Streitfall Abtreibung
Anders sieht es bei einer Sache aus, die wie ein Schatten über der Visite hängt und Sprengstoff auch für das Verhältnis zwischen Vatikan und der US-Kirche birgt: Der seit Baptistenprediger Jimmy Carter wohl gläubigste US-Präsident, der selten ohne Rosenkranz angetroffen wird und kaum eine Sonntagsmesse versäumt, gilt in der zerstrittenen US-Amtskirche einigen als so unkatholisch, dass man ihm die Kommunion verweigern möchte. So jedenfalls hat es der erzfundamentale Teil der Bischofskonferenz aufs Tapet gebracht.
Begründung: Biden befürworte "gewisse Politiken, die moralisches Übel fördern". Gemeint ist der Spagat, den der 78-Jährige beim gerade wieder frisch auf die Tagesordnung des Obersten Gerichts geratenen Dauerbrenner Schwangerschaftsabbruch hinlegt. Persönlich ist Biden gegen Abtreibung. Als Politiker und Präsident jedoch steht er fest hinter dem Selbstbestimmungsrecht der Frau. Und damit hinter dem landesweit Gültigkeit besitzenden Grundsatzurteil von 1973, das Abtreibung legal macht. Mit Spannung wird erwartet, wie der Papst und sein ihm freundschaftlich verbundener Staatsgast die heikle Angelegenheit heute intonieren.
Unter US-Spitzenpolitikern ist Joe Biden der unangefochtene Routinier im Vatikan – und erst der zweite katholische US-Präsident nach John F. Kennedy.
Biden war gerade einmal 37 Jahre alt, als ihn Papst Johannes Paul II. 1980 in Rom empfing.
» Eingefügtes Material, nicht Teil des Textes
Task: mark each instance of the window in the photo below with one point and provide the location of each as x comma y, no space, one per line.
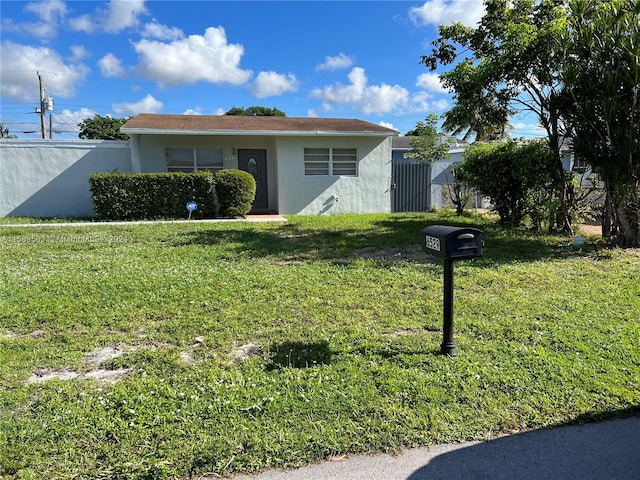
330,161
193,159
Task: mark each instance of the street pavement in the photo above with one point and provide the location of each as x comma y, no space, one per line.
605,450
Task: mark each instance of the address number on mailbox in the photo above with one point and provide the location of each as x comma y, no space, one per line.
432,243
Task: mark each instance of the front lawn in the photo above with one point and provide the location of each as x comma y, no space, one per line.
120,346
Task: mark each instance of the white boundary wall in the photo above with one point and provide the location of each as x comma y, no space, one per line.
50,178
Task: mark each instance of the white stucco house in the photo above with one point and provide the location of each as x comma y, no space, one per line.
305,166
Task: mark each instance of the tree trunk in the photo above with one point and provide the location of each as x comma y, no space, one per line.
628,210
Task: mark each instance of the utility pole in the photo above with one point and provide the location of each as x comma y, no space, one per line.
43,128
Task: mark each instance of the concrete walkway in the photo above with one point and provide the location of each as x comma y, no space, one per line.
597,451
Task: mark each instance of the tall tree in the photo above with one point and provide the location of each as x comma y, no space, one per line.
256,111
102,128
426,143
601,77
508,62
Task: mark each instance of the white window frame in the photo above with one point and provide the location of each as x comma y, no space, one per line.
189,158
330,162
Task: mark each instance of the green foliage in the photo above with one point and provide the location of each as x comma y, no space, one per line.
235,191
256,111
425,143
102,128
4,132
136,196
547,335
517,178
601,100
Karol Woityla wollte den jungen Senator aus Delaware, der gerade eloquent darüber nachgedacht hatte, was aus Polen werden könnte, bräche die Sowjetunion auseinander, persönlich kennenlernen und nahm sich gegen alle Gepflogenheiten fast eine Stunde Zeit.
2011 holte sich Biden beim deutschen Papst Benedikt XVI. etwas ab, was er eine "Lehrstunde in Theologie" nannte. Biden bewunderte den Intellekt des Bayern, warm wurde er anders als mit Jorge Mario Kardinal Bergoglio nicht. Biden, damals Vizepräsident, vertrat die USA 2013 bei der Inthronisierung des Argentiniers. Zwei Jahre später leistet das Kirchenoberhaupt Biden und dessen Familie außerordentlichen seelischen Beistand, nachdem Beau Biden, der älteste Sohn, den Folgen eines Gehirntumors erlegen war.
Nicht Rom-hörig
Trotz seiner Nähe zum ersten Mann im Vatikan hat Biden nie den Fischerring des Papstes geküsst. Die Respektbezeugung, die als Ausdruck von Rom-Hörigkeit gilt, war Biden schon in Elternhauszeiten ausgeredet worden. Tenor seiner Mutter: Niemand ist besser als Du, Joey.